How ThinkForge actually works. Architecture, data flow, execution models, and system internals.

This section is for users who want to understand the system, not just use it. If you are evaluating ThinkForge and want to know what is real versus what is marketing, start here.

Architecture

ThinkForge is a desktop application built with a modular architecture:

  • Core application (Fire) — The main desktop environment with project management, document editing, and tab-based workspace
  • Power Strip — A separate floating window that communicates with Fire but operates independently
  • Project Navigator — A floating project panel that provides workspace access without the full Fire window
  • Chrome Extension — A browser extension that communicates with Fire through a local bridge
  • VS Code Extension — A VS Code extension that connects to Fire via TCP/JSON-RPC

Local storage

All persistent data uses local file storage with standard formats:

  • Documents: Markdown files with YAML frontmatter
  • Semantic memory: SQLite database per workspace
  • Agent definitions: JSON files
  • Configuration: JSON settings files
  • Dashboards: SQLite-backed persistence

No proprietary binary formats. Everything is inspectable.

Browser-to-desktop bridge

The Chrome extension communicates with the desktop app through two protocols:

  • Local HTTP endpoint — An import endpoint running on localhost for extension-to-desktop content transfer
  • Chrome Native Messaging — The standard Chrome Native Messaging API for direct binary communication

Both protocols are local-only. No data leaves your machine through the bridge.
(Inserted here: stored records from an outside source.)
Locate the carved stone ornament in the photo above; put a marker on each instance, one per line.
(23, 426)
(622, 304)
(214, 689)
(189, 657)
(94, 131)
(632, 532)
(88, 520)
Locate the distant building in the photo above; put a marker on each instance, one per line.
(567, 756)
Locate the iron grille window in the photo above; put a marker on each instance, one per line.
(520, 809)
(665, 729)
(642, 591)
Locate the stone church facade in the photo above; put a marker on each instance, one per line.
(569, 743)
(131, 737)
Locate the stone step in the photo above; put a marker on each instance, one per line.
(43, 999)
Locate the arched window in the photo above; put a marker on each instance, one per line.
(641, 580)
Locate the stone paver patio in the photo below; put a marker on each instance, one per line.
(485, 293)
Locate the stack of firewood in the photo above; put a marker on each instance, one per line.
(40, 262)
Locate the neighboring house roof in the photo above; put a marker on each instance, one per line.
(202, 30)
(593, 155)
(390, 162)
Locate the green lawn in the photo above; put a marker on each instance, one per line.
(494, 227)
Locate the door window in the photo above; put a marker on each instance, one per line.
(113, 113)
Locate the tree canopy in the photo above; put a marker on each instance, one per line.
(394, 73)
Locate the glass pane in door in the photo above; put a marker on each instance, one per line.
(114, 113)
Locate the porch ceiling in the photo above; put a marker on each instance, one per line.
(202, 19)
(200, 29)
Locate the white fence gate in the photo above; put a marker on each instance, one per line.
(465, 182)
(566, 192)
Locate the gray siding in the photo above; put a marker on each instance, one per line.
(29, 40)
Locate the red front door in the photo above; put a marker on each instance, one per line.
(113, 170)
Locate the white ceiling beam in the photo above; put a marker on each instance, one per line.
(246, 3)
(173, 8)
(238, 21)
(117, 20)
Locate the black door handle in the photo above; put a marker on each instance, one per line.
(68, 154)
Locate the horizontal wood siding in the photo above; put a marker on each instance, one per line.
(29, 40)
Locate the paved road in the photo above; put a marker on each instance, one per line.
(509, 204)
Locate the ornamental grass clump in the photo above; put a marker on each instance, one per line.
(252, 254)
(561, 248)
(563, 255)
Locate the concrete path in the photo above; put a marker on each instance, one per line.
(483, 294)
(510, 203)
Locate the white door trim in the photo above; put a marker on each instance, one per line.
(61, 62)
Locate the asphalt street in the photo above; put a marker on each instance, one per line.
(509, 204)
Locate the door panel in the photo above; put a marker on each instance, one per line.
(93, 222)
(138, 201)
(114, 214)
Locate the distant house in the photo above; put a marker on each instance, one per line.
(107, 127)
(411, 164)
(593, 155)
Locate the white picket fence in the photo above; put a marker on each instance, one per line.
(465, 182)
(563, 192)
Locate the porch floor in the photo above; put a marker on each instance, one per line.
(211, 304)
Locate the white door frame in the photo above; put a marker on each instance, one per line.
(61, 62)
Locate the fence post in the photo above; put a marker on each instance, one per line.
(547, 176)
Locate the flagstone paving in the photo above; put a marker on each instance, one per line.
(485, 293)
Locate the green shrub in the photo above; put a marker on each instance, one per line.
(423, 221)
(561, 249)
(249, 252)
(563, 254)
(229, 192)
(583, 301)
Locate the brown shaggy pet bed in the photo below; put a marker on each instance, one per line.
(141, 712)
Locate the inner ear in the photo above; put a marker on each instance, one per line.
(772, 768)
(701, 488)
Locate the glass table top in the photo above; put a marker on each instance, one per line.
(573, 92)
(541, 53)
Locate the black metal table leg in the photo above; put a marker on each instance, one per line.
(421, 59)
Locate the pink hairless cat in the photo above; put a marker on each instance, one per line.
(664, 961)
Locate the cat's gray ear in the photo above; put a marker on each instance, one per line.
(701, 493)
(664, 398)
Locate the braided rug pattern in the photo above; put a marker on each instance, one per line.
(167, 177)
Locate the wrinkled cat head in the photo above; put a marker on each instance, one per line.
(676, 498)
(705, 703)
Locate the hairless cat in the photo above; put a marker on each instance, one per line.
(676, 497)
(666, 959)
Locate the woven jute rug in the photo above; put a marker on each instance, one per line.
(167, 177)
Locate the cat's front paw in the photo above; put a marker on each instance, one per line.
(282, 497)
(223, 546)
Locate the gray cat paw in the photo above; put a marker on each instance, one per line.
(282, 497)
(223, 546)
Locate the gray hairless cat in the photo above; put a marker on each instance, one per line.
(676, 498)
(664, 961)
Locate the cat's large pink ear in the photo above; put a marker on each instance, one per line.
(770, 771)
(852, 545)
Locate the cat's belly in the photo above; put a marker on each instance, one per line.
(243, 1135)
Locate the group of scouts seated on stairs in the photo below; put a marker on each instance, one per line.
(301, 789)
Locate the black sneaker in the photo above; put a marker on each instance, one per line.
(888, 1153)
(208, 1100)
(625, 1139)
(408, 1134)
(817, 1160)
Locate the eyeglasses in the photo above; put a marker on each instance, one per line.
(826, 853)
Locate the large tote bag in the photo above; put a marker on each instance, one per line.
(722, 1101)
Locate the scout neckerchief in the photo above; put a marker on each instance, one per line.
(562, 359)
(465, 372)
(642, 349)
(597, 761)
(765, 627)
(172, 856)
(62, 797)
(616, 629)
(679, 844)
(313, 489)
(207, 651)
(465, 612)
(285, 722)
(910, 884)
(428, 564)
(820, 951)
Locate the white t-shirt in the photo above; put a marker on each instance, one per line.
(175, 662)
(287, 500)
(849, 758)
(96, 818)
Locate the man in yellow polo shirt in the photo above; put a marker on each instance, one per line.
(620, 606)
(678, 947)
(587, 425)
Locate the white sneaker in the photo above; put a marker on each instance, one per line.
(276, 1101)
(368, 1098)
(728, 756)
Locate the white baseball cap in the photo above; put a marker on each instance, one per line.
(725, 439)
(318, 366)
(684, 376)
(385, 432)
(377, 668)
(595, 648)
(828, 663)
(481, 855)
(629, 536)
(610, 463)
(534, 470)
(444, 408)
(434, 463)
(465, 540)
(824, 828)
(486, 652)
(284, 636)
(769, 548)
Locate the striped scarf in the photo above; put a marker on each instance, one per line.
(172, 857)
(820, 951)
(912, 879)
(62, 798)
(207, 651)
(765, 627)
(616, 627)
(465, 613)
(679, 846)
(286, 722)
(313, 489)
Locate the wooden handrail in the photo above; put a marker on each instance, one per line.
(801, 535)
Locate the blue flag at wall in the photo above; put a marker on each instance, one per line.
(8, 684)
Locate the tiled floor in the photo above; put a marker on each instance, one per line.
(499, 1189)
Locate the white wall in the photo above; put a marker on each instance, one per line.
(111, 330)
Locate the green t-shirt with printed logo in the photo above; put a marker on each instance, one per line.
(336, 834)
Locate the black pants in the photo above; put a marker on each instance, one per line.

The dual protocol approach provides redundancy — if one method fails, the other can handle the communication.

Agent execution model

ThinkForge agents are structured execution units, not conversational chatbots:

  • Each agent is defined as a JSON file with inputs, outputs, permissions, and execution steps
  • Agents are registered in a skill/function catalog
  • Execution is routed through the Agent Context Orchestrator, which handles prompt resolution, context injection, and AI provider communication
  • Agent outputs are written to configured output folders as files
  • All execution is logged for inspection and debugging

MCP integration

ThinkForge includes a local MCP (Model Context Protocol) server that exposes workspace tools to AI development environments like Cursor and Windsurf:

  • JSON-RPC style tool communication
  • Phase-based development commands
  • Workspace-aware context routing

Permissions model

Agent permissions are explicit:

  • File read/write access is scoped to specified folders
  • AI provider access requires user-configured API keys
  • Browser capture requires active user action (no passive scraping)
  • No agent can access files outside its configured scope
Inspectable by design. Agent definitions are JSON files you can read. Execution logs are files you can review. Memory databases are SQLite you can query. Nothing is hidden behind proprietary layers.